Marta Cabral lembra que da Rota Vicentina nasceu o projecto ID Rota Vicentina, apoiado por agentes locais e pelo Programa de Valorização Económica dos Recursos Endógenos (PROVERE, fundos europeus) e que consiste basicamente numa aliança entre o turismo e a cultura, sempre associada à sustentabilidade.

É algo trabalhado durante mais de um ano, salienta a responsável, explicando que dele resultou também uma agenda, um manifesto e uma semana ID Rota Vicentina. “Pensámos que os recursos culturais podiam entrar no sistema turístico”.

Marta Cabral salienta que a caminhada é uma actividade “a explodir” em todo o mundo, que o trabalho da Rota Vicentina é também promover um turismo sustentável e ordenado, quer ao longo da costa quer no interior, e sensibilizar as pessoas para a importância do PNSACV. “Isto não é uma coisa qualquer, é um parque natural”. É por isso que a preocupa o “enorme problema” da agricultura intensiva que acontece em parte do PNSACV, nomeadamente entre Vila Nova de Milfontes e Zambujeira.

A Rota já em 2016 alertava para o “enorme problema” e desde então as coisas pioraram. “Estamos francamente desiludidos com a estratégia, ou falta dela, para o território.

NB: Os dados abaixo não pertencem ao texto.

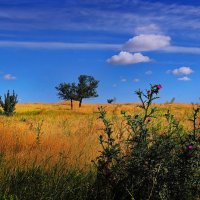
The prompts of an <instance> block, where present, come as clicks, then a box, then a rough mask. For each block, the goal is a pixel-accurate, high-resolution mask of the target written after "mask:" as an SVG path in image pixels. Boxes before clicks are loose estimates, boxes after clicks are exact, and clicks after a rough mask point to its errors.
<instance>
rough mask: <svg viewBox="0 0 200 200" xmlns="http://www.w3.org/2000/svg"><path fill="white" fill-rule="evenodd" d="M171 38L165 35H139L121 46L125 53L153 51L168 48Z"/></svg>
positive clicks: (169, 43)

Sentimos que o investimento aqui está a ser ignorado e vandalizado pelas políticas do Governo”. E acrescenta. “Somos ignorados. A comunidade tem de ter uma palavra a dizer, tem de ser envolvida. E isso não está a acontecer”.

Em resumo, diz a responsável do projecto Rota Vicentina, tem de haver razoabilidade nos investimentos que se fazem no sudoeste alentejano. Porque “não se pode eleger uma região para ser completamente terraplanada”.